Advertisement

The Talk of the Town Is Return of Bradley Model

Share
Raphael J. Sonenshein, a political scientist at Cal State Fullerton, served as consultant to the Los Angeles Times Poll on election day

On Tuesday, the voters provided a first peek at the politics of the new millennium in the nation’s second-largest city. Much has changed, and much remains the same. Los Angeles is still a city in which politics is not on the voters’ front burner.

Despite the energetic efforts of six mayoral candidates, both state parties, competing branches of organized labor, and even the Morongo tribe, voter turnout was no more than one-third of registered voters. And despite changing demographics, a majority of those who went to the polls were white, albeit a smaller majority than in earlier years. Jews still represented a highly mobilized constituency and continued to be more Democratic and liberal than non-Jewish whites.

And yet the changes are significant, even remarkable. Term limits radically transformed Los Angeles politics in unforeseen directions. Never have there been so many competitive races for so many seats. There has probably never been as strong a field of candidates in Los Angeles elections. Voters, however, showed little interest in electing outsiders, presumably the goal of term limiters.

Advertisement

Nonpartisan Los Angeles has long been insulated from state and national politics. This has fostered a spirit of reform and clean government, but has led to lower voter participation than in partisan cities. In 2001, the barrier between local nonpartisan politics and statewide partisan politics began to erode. In 1993, Michael Woo had to go to court to allow the state Democratic Party to endorse him in the nonpartisan mayor’s race. With the passage of Proposition 34 by state voters in November, the two state parties gained the power to raise and spend large sums of money to contact their party members.

With that flexibility, both parties landed in Los Angeles with a vengeance, spending money in support of their favored candidates, Democrat Antonio Villaraigosa and Republican Steve Soboroff, who used these results to reduce Democrat James K. Hahn’s early lead. Term limits also brought the state and local political scene closer, with state legislators vying for council seats, and with council members going after state offices.

The city elections saw the end of the Riordan era in Los Angeles government. While it is too early to write the final chapter of Mayor Richard Riordan’s years, there has clearly been a sudden drop in his ability to extend his political power to favored candidates.

In 1999, Riordan commanded city politics. He backed candidates who defeated three school board incumbents, led the successful battle to pass a new City Charter and helped elect several members of the City Council. But in 2001, Riordan has fared poorly. Two of his three school board candidates lost badly, and his endorsed candidates in the 9th Council District and in the 32nd congressional race ended up in third place.
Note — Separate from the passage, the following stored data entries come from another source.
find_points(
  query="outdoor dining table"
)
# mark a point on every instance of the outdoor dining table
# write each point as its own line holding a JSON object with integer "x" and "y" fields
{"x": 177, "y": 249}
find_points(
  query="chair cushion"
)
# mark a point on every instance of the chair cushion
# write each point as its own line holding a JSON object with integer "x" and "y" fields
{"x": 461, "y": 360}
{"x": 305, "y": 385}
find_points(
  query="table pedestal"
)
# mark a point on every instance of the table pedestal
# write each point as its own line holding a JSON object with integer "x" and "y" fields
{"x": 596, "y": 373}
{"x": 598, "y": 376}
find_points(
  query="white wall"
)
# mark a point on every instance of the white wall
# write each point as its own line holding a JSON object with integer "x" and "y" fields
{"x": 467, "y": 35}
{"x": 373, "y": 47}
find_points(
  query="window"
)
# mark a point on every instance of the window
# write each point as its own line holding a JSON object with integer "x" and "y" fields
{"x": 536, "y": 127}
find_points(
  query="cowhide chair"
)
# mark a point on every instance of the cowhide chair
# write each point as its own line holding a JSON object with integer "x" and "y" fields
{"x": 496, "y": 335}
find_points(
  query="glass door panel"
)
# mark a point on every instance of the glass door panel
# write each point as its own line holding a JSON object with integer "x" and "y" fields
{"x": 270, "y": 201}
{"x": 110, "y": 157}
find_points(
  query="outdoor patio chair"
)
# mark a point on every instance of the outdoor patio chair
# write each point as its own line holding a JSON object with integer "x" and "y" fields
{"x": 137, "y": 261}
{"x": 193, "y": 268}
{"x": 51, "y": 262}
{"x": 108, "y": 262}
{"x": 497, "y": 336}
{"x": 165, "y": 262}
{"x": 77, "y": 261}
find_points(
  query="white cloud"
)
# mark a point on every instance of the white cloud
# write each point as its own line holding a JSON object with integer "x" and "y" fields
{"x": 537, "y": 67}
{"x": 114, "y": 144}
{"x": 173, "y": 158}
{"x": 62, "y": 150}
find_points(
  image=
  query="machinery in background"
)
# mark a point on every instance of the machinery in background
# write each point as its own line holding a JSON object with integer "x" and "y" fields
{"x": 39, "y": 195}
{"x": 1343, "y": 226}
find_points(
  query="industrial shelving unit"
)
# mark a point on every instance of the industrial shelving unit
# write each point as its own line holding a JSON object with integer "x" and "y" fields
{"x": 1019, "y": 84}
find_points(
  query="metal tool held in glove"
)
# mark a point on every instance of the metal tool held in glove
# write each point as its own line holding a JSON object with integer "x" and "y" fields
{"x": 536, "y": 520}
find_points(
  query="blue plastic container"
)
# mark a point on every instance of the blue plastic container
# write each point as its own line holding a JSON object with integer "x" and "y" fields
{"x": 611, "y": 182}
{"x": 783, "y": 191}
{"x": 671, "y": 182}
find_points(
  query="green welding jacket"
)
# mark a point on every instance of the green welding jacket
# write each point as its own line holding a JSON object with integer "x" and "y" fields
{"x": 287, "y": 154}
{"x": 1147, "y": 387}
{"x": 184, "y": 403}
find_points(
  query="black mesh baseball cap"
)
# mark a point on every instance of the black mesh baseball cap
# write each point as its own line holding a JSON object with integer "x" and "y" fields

His key strategic advisors are in Hahn’s camp, his key money people are with Villaraigosa and his endorsee Soboroff finished third.

A post-Riordan runoff between two strong Democrats would have been unimaginable even two years ago. Instead of the Riordan model, the talk of the town is the Bradley model that seemed doomed to the dustbin of history not so long ago. Yet, while Riordan’s power has nearly evaporated, his influence remains. The rise of education to the top of the list of issues that the voters want the new mayor to handle was certainly influenced by Riordan’s detailed attention to school reform.

Riordan’s election in 1993 and reelection in 1997 showed local Democrats what can happen to them when voters even in a heavily Democratic city feel that their leaders are not solving the problems they face. Riordan’s ability to appeal to Latinos and Jews in 1997 foreshadowed the sort of alliance between these two groups that seems to be emerging in the Villaraigosa campaign, albeit now in a liberal direction. A sort of biblical punishment at the polls should be an ever-present reminder to Democrats feeling euphoric with two candidates in the runoff. Just as the Bradley model on interracial liberalism has reemerged in a time of social transition, so might the Riordan model come back.

Advertisement

These changes can almost make one forget the job that faces the next mayor, the next council, citywide public officials and school board members. As early as November 2002, there may be a vote on whether the city will break apart through secession. For all its renewed sophistication, Los Angeles politics is still local. Voters are less interested in politics than in whether city officials can do something about the public schools, reduce crime and traffic and control electricity rates. A more pluralistic city political system is long overdue, and like any ship with a host of interesting and exciting new passengers and crew, it will need a shakedown cruise.

A long tradition of nonpartisanship and quiet government must be integrated with a new, competitive, energized political environment within which the city can be effectively run and responsively led.